Scientific Report 2005

Molecular Biology

Lipid Chemistry for Studies of Integral Membrane Proteins

Q. Zhang, M.G. Finn,* X. Ma

* Department of Chemistry, Scripps Research

Integral membrane proteins float in the lipid bilayer with their hydrophobic domains threaded through the membrane and their hydrophilic domains extended into the aqueous solution. These proteins are extremely unstable outside the hydrophobic membrane bilayer, a situation that makes their in vitro biophysical and structural characterization difficult. An artificial environment is therefore needed to stabilize the proteins in their native state. We are attempting to synthesize new amphiphilic molecules that can extract integral membrane proteins from membranes and stabilize the proteins for structural characterization.

Relatively few investigators have actually addressed questions about the design of appropriate amphiphilic molecules despite the extensive use of such molecules in studies of membrane proteins. The criteria that we apply to generate such amphiphilic molecules are based on the physical properties of the molecules and on their interactions with membrane proteins. Detergents that self-assemble into micellar structures are universally used to dissolve integral membrane proteins as single particles to facilitate protein crystallization. We intend to incorporate more hydrophobicity in the interior of detergent micelles to improve the stability of the micelles and consequently their ability to stabilize integral membrane proteins. We accomplish this incorporation by appending branches along the alkyl chains of detergents and, most interestingly, by adding a short branch at the interface between the hydrophobic tail and the hydrophilic head. These branches may behave in 2 distinct ways like small amphiphile additives successfully used in crystallization of integral membrane proteins, thereby decreasing the micellar radius and extruding water from the hydrophobic core of the micelles.

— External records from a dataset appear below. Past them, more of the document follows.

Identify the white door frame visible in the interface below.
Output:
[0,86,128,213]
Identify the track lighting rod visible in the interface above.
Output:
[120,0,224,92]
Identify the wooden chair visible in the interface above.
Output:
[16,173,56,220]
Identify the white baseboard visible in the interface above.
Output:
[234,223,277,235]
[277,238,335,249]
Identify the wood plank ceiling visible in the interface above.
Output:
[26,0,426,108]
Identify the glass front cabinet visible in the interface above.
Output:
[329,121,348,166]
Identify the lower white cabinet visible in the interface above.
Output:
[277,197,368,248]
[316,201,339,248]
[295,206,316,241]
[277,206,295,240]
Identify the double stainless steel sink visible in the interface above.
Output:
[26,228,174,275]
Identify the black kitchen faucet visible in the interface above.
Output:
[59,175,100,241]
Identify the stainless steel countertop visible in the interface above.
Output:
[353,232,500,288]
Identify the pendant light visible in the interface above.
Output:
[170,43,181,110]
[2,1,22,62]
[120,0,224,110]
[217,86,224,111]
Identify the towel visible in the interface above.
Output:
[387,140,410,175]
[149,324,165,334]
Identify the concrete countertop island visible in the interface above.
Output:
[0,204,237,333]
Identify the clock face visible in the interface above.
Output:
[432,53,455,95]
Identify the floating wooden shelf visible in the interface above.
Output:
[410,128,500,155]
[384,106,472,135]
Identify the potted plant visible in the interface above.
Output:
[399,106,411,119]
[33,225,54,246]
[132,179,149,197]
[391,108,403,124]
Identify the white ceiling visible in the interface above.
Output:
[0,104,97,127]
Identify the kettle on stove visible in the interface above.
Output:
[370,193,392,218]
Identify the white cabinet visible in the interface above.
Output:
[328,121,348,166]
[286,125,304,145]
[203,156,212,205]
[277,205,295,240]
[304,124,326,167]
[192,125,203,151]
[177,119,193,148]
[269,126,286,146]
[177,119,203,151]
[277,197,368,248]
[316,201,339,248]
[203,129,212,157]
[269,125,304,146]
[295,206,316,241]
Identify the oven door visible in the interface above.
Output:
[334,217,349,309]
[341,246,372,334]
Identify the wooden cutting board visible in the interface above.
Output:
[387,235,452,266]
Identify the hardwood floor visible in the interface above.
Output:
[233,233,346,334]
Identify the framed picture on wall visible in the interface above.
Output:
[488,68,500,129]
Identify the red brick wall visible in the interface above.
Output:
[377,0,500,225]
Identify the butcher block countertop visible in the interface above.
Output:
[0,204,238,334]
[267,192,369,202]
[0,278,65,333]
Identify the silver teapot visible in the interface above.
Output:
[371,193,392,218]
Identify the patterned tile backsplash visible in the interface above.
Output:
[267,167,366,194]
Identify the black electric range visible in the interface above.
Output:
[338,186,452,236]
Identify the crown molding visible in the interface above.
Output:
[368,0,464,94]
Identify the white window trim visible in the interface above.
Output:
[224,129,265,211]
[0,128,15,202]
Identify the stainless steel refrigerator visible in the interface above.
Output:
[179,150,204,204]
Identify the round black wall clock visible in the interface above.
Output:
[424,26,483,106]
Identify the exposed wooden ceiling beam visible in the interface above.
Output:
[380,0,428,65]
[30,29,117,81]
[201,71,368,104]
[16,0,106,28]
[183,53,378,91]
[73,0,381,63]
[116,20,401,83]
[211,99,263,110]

The effect of these modifications on detergent micelle properties and on the stabilization and crystallization of integral membrane proteins is being investigated in collaboration with members of the Center for Innovative Membrane Protein Technologies of the Joint Center for Structural Genomics at Scripps Research. We are also interested in synthesizing additional novel amphiphilic molecules, including peptides, fluorinated lipids, and polymers that have special properties to facilitate the structural and functional study of integral membrane proteins.